Merging our city's two railway services involves a myriad of complex investment and public policy decisions. But for most people, its key selling point was the promise of substantial fare reductions. This promise was finally delivered yesterday.
The cuts are especially big for long- and medium-distance commuters, who will see fares reduced by at least 10 per cent and 5 per cent respectively. The longest routes will have reductions of up to 35 per cent. Even the lowest current fares will fall by 20 cents, while boarding charges - for passengers switching from one rail system to another - will be scrapped. At a time of rising costs, as inflation hit 3.2 per cent last month, commuters have been guaranteed that the reduced fares will stay in place until at least June 2009.
The new fares will likely satisfy the public, something demanded of the new MTR Corporation by its majority shareowner, the government. The challenge ahead, therefore, is for the publicly listed rail operator to placate another key constituency, its minority shareholders. These will not be so easily satisfied, and a viable, long-term profit growth strategy is necessary.
The steep fare cuts mean the merged rail giant will forgo an estimated HK$600 million a year in revenue. Furthermore, it will no longer be able to adjust fares independently. Instead, fares can only be changed according to a formula based on a basket of indicators such as inflation, wages and productivity. The MTR Corp has also promised not to make staff cuts; there will be voluntary redundancies only. Legitimate questions have therefore been raised by critics of the merger, with some warning that the corporation's cash flow will be impeded in the next few years as a result.
Clearly, the MTR Corp hopes to find profit growth in the city's property development and investment, especially from a strong portfolio of property sites it has obtained from the Kowloon-Canton Railway Corporation as part of the deal. This will be coupled with expansions across the border by exploiting existing KCR services and facilities on the mainland. This two-pronged growth strategy is one of great promise, but it also poses many difficulties and challenges.

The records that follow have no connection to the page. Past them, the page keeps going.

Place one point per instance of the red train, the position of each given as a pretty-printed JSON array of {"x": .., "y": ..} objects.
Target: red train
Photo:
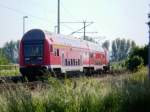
[{"x": 41, "y": 50}]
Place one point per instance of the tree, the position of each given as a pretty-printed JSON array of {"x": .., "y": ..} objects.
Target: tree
[
  {"x": 3, "y": 60},
  {"x": 134, "y": 63},
  {"x": 121, "y": 49},
  {"x": 141, "y": 52},
  {"x": 10, "y": 51},
  {"x": 106, "y": 44}
]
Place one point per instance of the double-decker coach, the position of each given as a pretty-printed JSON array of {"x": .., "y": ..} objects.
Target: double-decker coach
[{"x": 41, "y": 50}]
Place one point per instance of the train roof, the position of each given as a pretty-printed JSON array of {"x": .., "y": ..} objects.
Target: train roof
[
  {"x": 68, "y": 40},
  {"x": 73, "y": 41}
]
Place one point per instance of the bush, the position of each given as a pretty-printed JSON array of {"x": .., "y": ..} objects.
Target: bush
[
  {"x": 3, "y": 60},
  {"x": 134, "y": 63}
]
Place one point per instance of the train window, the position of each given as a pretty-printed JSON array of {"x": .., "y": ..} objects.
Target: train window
[
  {"x": 78, "y": 61},
  {"x": 56, "y": 52},
  {"x": 74, "y": 62},
  {"x": 91, "y": 55},
  {"x": 51, "y": 48},
  {"x": 66, "y": 62},
  {"x": 71, "y": 62}
]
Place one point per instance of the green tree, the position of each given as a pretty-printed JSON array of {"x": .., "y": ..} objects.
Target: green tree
[
  {"x": 3, "y": 59},
  {"x": 121, "y": 49},
  {"x": 10, "y": 51},
  {"x": 141, "y": 52},
  {"x": 134, "y": 63}
]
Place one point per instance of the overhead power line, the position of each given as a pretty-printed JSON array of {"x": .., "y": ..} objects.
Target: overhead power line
[{"x": 23, "y": 13}]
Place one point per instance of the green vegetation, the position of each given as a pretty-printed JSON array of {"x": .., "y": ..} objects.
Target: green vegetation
[
  {"x": 9, "y": 70},
  {"x": 125, "y": 93}
]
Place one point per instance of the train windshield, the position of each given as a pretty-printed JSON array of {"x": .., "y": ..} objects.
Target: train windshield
[
  {"x": 33, "y": 50},
  {"x": 33, "y": 53}
]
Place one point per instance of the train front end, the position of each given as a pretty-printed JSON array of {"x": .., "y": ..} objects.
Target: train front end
[{"x": 33, "y": 54}]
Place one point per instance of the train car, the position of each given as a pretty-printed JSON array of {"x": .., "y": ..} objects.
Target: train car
[{"x": 41, "y": 50}]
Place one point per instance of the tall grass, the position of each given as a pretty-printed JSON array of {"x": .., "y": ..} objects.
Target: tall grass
[{"x": 129, "y": 94}]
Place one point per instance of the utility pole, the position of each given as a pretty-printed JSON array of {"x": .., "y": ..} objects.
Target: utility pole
[
  {"x": 58, "y": 18},
  {"x": 149, "y": 48},
  {"x": 84, "y": 24},
  {"x": 24, "y": 17}
]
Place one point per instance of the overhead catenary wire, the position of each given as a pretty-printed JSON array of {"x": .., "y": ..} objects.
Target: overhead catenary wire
[{"x": 23, "y": 13}]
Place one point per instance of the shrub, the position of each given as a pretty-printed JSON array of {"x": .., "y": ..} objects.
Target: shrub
[{"x": 134, "y": 63}]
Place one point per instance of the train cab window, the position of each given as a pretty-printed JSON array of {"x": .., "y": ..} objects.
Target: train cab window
[
  {"x": 69, "y": 62},
  {"x": 56, "y": 52},
  {"x": 91, "y": 55},
  {"x": 78, "y": 61}
]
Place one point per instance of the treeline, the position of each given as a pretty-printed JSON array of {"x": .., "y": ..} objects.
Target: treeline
[{"x": 128, "y": 54}]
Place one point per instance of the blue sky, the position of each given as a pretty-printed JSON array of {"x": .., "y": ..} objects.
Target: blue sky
[{"x": 112, "y": 18}]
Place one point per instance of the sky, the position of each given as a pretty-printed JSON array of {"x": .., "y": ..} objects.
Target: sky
[{"x": 112, "y": 18}]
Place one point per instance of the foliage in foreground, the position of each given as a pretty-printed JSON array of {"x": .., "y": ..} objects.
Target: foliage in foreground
[{"x": 130, "y": 94}]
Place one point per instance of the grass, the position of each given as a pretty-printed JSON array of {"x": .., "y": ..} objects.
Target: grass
[
  {"x": 9, "y": 70},
  {"x": 127, "y": 93}
]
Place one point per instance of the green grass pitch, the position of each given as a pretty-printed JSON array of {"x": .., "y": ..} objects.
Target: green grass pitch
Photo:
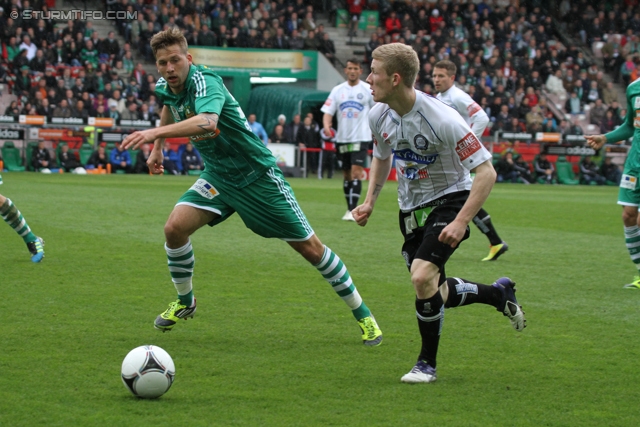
[{"x": 272, "y": 345}]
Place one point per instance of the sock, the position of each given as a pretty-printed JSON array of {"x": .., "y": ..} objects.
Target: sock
[
  {"x": 334, "y": 271},
  {"x": 346, "y": 187},
  {"x": 14, "y": 218},
  {"x": 465, "y": 292},
  {"x": 181, "y": 262},
  {"x": 482, "y": 220},
  {"x": 354, "y": 194},
  {"x": 430, "y": 313},
  {"x": 632, "y": 240}
]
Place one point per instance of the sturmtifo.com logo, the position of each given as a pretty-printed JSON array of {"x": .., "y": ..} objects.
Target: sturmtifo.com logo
[{"x": 75, "y": 14}]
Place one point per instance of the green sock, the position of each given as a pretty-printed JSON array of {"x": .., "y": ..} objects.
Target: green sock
[
  {"x": 334, "y": 271},
  {"x": 14, "y": 218}
]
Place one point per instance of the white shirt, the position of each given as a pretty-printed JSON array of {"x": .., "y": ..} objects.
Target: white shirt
[
  {"x": 352, "y": 104},
  {"x": 470, "y": 111},
  {"x": 433, "y": 147}
]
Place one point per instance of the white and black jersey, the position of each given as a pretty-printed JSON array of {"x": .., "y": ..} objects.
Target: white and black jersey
[
  {"x": 470, "y": 111},
  {"x": 433, "y": 147},
  {"x": 351, "y": 105}
]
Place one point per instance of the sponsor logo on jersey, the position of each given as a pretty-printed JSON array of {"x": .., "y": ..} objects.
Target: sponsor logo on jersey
[
  {"x": 467, "y": 146},
  {"x": 413, "y": 172},
  {"x": 175, "y": 114},
  {"x": 629, "y": 182},
  {"x": 205, "y": 189},
  {"x": 351, "y": 104},
  {"x": 473, "y": 108},
  {"x": 421, "y": 142},
  {"x": 412, "y": 156}
]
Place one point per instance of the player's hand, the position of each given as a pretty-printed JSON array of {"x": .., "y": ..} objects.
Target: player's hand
[
  {"x": 595, "y": 141},
  {"x": 139, "y": 138},
  {"x": 155, "y": 162},
  {"x": 361, "y": 214},
  {"x": 453, "y": 233}
]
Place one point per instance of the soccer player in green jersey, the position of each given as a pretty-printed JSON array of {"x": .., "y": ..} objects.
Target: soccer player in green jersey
[
  {"x": 629, "y": 194},
  {"x": 240, "y": 176},
  {"x": 12, "y": 216}
]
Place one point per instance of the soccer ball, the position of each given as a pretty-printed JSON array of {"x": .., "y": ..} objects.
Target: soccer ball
[{"x": 148, "y": 371}]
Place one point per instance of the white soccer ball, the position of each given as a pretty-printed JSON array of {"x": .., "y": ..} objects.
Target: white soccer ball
[{"x": 148, "y": 371}]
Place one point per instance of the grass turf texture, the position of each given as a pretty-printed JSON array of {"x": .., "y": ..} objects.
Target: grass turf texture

For now, the MTR Corp can expect substantially increased streams of income from shopping malls, offices, and development rights of station properties owned by the KCRC. But the local property market is closely tied to the stock market, which has recently suffered extreme volatility, something that is not expected to go away any time soon. A steep market correction or a crash would have a significantly negative impact on the rail operator at this delicate, transitional time.